It's like the socio-political sitch in Iraq (stay with me please!). Under my main-man Saddam Hussein, you'd get yer tongue cut out for swearing and yer dick cut off for rape, etc... but under the Christian USA troops, you can't really even leave yer house without gettin' shot at. So, Sid Vicious was a brain-dead British teenager, heroin user (mark of the truly retarded), murderer, and Johnny Thunders (my musical hero) was a horrible junkie opportunist, and let's face it, racist. However, somehow I'd still rather have either Johnny, Sid, or Saddam baby-sitting my kids than you and yer boxing glove-fingering, I'm talkin' 'bout you Cursive and Mineral, From Autumn to Ashes and all the rest, shady hipster mutherfuckers!!

Lookin' Fer Trouble? Well You Found Me! Pt. I

(Reprinted from the Hic-Up #5, March 2007)

"I am right!" - Handsome Dick Manitoba

After a minor annoyance at work today got my sleepy brain to thinkin', I came to a shocking illumination: Libertarianism is fer suckers. Or maybe even worse. It was obvious to me that the only viable way to be is facist. Here's the deal: I want my freedom, damn it, and i sure as hell don't trust anybody or especially any group of people to get it for me.

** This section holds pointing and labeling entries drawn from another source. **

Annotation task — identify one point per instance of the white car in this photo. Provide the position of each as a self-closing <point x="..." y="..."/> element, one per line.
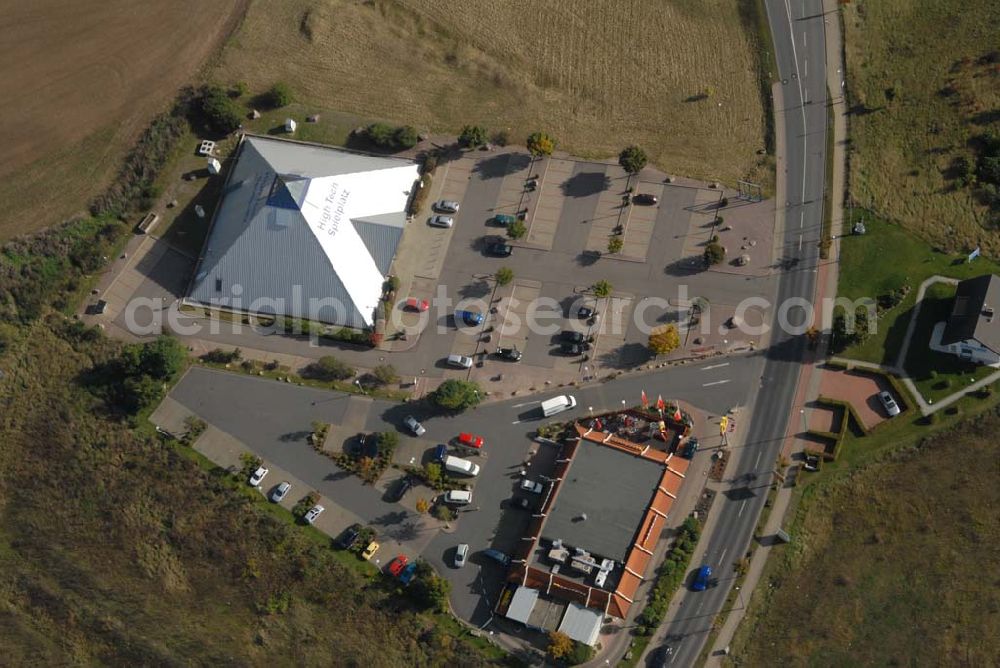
<point x="258" y="476"/>
<point x="461" y="555"/>
<point x="313" y="513"/>
<point x="889" y="404"/>
<point x="281" y="491"/>
<point x="441" y="221"/>
<point x="531" y="486"/>
<point x="446" y="206"/>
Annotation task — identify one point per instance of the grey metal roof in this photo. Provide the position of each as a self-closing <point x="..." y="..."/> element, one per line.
<point x="269" y="249"/>
<point x="975" y="313"/>
<point x="582" y="624"/>
<point x="612" y="489"/>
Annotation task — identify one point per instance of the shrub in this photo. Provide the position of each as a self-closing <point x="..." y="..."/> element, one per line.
<point x="456" y="395"/>
<point x="517" y="229"/>
<point x="328" y="367"/>
<point x="385" y="374"/>
<point x="714" y="253"/>
<point x="632" y="159"/>
<point x="404" y="137"/>
<point x="279" y="95"/>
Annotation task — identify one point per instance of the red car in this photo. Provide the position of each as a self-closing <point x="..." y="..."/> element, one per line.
<point x="470" y="440"/>
<point x="415" y="304"/>
<point x="397" y="565"/>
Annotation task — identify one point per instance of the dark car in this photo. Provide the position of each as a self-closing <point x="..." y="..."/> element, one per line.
<point x="567" y="348"/>
<point x="509" y="354"/>
<point x="469" y="318"/>
<point x="497" y="556"/>
<point x="500" y="249"/>
<point x="350" y="536"/>
<point x="701" y="576"/>
<point x="400" y="489"/>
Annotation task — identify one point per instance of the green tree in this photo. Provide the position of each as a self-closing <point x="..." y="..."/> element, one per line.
<point x="664" y="340"/>
<point x="560" y="645"/>
<point x="504" y="275"/>
<point x="540" y="144"/>
<point x="714" y="253"/>
<point x="473" y="136"/>
<point x="456" y="395"/>
<point x="279" y="95"/>
<point x="221" y="114"/>
<point x="329" y="367"/>
<point x="632" y="159"/>
<point x="385" y="374"/>
<point x="517" y="229"/>
<point x="602" y="288"/>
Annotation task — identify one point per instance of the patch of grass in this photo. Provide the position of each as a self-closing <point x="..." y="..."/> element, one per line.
<point x="885" y="259"/>
<point x="880" y="571"/>
<point x="918" y="95"/>
<point x="565" y="68"/>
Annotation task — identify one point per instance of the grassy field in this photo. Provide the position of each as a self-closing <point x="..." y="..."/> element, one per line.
<point x="891" y="564"/>
<point x="887" y="258"/>
<point x="118" y="549"/>
<point x="677" y="77"/>
<point x="83" y="80"/>
<point x="920" y="93"/>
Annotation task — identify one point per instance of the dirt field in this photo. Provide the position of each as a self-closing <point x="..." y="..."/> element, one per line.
<point x="81" y="80"/>
<point x="921" y="93"/>
<point x="596" y="74"/>
<point x="892" y="565"/>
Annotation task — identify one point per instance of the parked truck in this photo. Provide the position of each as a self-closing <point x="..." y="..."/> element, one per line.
<point x="463" y="466"/>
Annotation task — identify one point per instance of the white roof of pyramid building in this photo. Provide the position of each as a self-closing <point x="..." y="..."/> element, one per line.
<point x="305" y="231"/>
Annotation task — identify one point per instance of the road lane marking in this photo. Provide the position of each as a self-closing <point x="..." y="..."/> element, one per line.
<point x="714" y="366"/>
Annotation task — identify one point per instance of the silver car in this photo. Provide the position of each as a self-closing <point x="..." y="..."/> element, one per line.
<point x="446" y="206"/>
<point x="441" y="221"/>
<point x="889" y="404"/>
<point x="414" y="426"/>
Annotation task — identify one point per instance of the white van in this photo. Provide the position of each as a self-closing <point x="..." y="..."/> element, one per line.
<point x="558" y="404"/>
<point x="458" y="497"/>
<point x="463" y="466"/>
<point x="460" y="361"/>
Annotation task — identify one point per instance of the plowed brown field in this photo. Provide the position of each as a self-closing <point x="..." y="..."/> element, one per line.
<point x="81" y="79"/>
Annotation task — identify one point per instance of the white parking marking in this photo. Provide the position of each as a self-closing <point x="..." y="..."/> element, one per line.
<point x="714" y="366"/>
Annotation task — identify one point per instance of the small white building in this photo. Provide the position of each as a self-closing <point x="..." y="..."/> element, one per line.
<point x="972" y="331"/>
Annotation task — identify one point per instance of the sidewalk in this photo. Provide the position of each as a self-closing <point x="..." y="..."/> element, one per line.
<point x="811" y="374"/>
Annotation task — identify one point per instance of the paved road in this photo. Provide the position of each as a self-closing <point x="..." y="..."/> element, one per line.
<point x="799" y="41"/>
<point x="274" y="419"/>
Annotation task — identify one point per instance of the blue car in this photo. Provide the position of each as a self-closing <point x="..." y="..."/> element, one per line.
<point x="469" y="318"/>
<point x="701" y="577"/>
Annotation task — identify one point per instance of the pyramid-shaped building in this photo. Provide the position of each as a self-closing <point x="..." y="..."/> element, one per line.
<point x="305" y="231"/>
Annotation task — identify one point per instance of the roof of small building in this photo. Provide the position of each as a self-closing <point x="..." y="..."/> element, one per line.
<point x="975" y="313"/>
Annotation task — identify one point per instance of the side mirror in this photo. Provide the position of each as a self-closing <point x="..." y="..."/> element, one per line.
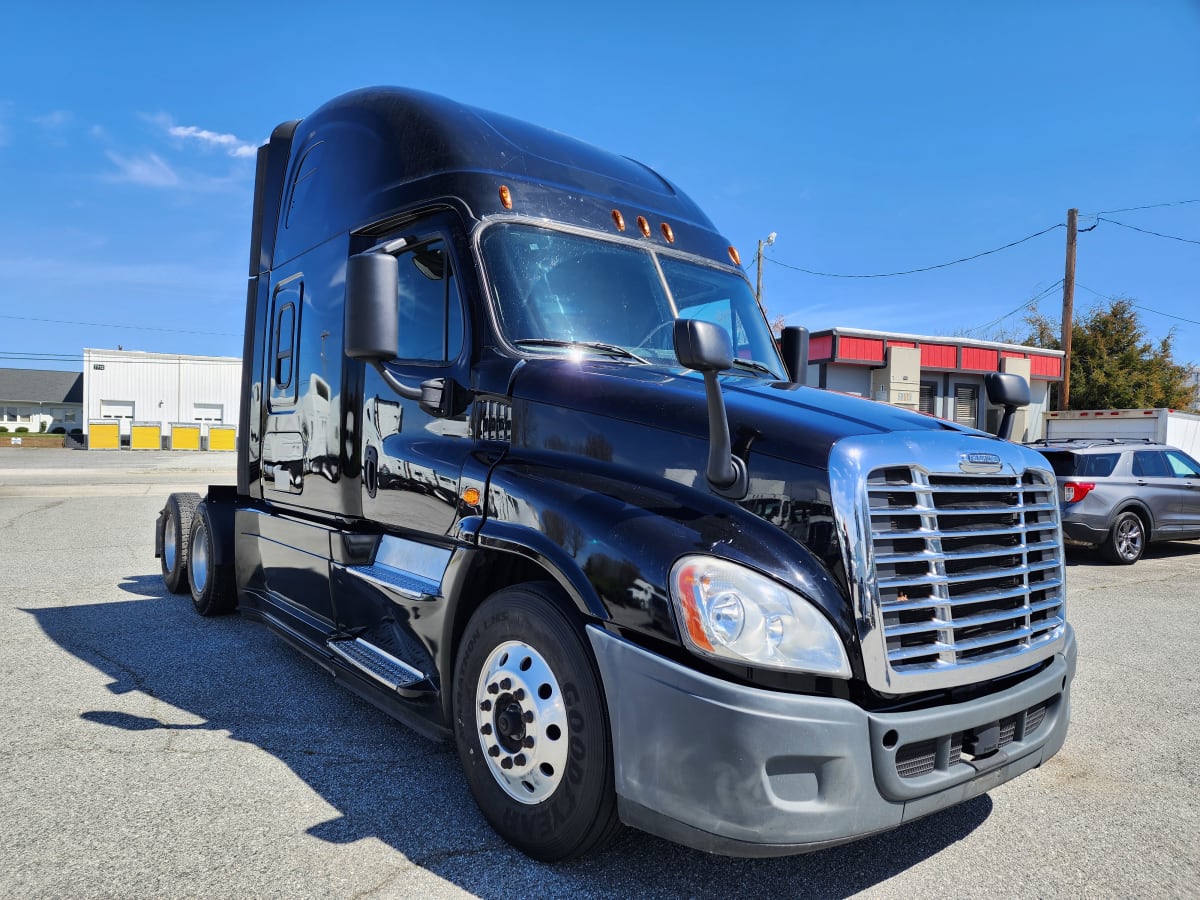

"I'll be a pharaoh soon. Rule from some golden tomb. Things will be different then. The sun will rise from here. Then I'll be ten feet tall. And you'll be nothing at all." - Stiv Bators

So, I feel about the Ramones the way jihad-style dudes feels about Allah. And punk rock records are my Holy Book, not thematically devoid of my heroes desiring to be the only boy in an American ruling class. But, where Stiv and Handsome Dick only went so far as conceptualization, i will be the Pharoah Boy of the 21st Century, Benevolent Despot of the USA. The reason it's me is because i know something you don't.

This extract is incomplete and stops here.